Sam Altman Says AI Jobs Apocalypse Is Unlikely, Walks Back Earlier Warnings

OpenAI CEO Sam Altman said on May 26, 2026, that widespread white-collar job displacement from AI is unlikely, walking back earlier warnings about mass unemployment. Altman said augmentation, not replacement, has been the dominant pattern so far, though he acknowledged that some roles like customer support may largely disappear.

Sam Altman Says AI Jobs Apocalypse Is Unlikely, Walks Back Earlier Warnings
Source:Reuters

OpenAI CEO Sam Altman said on May 26, 2026, that an AI-driven jobs apocalypse is unlikely, softening earlier warnings he had made about mass unemployment from artificial intelligence.

Speaking publicly, Altman acknowledged he had been wrong about the near-term social and economic impact of the technology. He said human interaction remains essential in many professional roles and limits the full replacement of workers by AI systems.

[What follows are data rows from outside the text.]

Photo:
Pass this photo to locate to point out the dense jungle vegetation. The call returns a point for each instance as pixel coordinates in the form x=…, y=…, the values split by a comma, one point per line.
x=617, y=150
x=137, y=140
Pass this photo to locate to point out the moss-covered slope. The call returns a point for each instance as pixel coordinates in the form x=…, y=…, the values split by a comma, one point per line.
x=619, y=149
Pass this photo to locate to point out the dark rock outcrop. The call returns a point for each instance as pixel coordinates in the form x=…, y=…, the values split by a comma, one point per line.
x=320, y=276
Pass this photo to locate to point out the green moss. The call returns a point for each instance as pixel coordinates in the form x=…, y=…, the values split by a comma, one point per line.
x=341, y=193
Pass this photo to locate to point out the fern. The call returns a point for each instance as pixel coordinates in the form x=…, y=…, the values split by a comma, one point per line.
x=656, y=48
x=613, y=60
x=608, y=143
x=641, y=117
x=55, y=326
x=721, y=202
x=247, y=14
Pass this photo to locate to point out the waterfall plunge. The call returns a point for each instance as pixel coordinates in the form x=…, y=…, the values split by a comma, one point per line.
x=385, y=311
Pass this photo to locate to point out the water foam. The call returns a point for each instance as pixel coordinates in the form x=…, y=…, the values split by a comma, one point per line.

Altman noted that augmentation, rather than outright substitution, has been the dominant pattern in AI adoption so far. He did acknowledge that some categories of work, including customer support, may largely disappear as AI systems become more capable.

The shift in tone reflects growing real-world data on how companies are actually using AI. Rather than replacing entire workforces, most organizations have used AI tools to increase productivity among existing employees, automate specific tasks, and reduce hiring in targeted areas.

Altman's updated view could influence hiring strategies at startups and large technology companies, which have been weighing AI-driven productivity gains against the need for human oversight and creativity.

The remarks come as OpenAI reported approximately $5.7 billion in first-quarter 2026 revenue, boosted by its Codex coding tool, enterprise sales, and early advertising tests on ChatGPT. The company is spending heavily on compute, talent, infrastructure, and model development.

The labor debate around AI has been one of the most politically charged aspects of the technology's rise. Altman's recalibration may ease some regulatory pressure, particularly in the United States, where the Trump administration recently delayed an AI executive order that would have increased federal oversight of advanced models.

Economists and labor researchers say the picture remains uneven. While mass displacement has not materialized at the scale some predicted, specific sectors and job functions are seeing significant disruption, and the pace of change is expected to accelerate as agentic AI systems become more capable.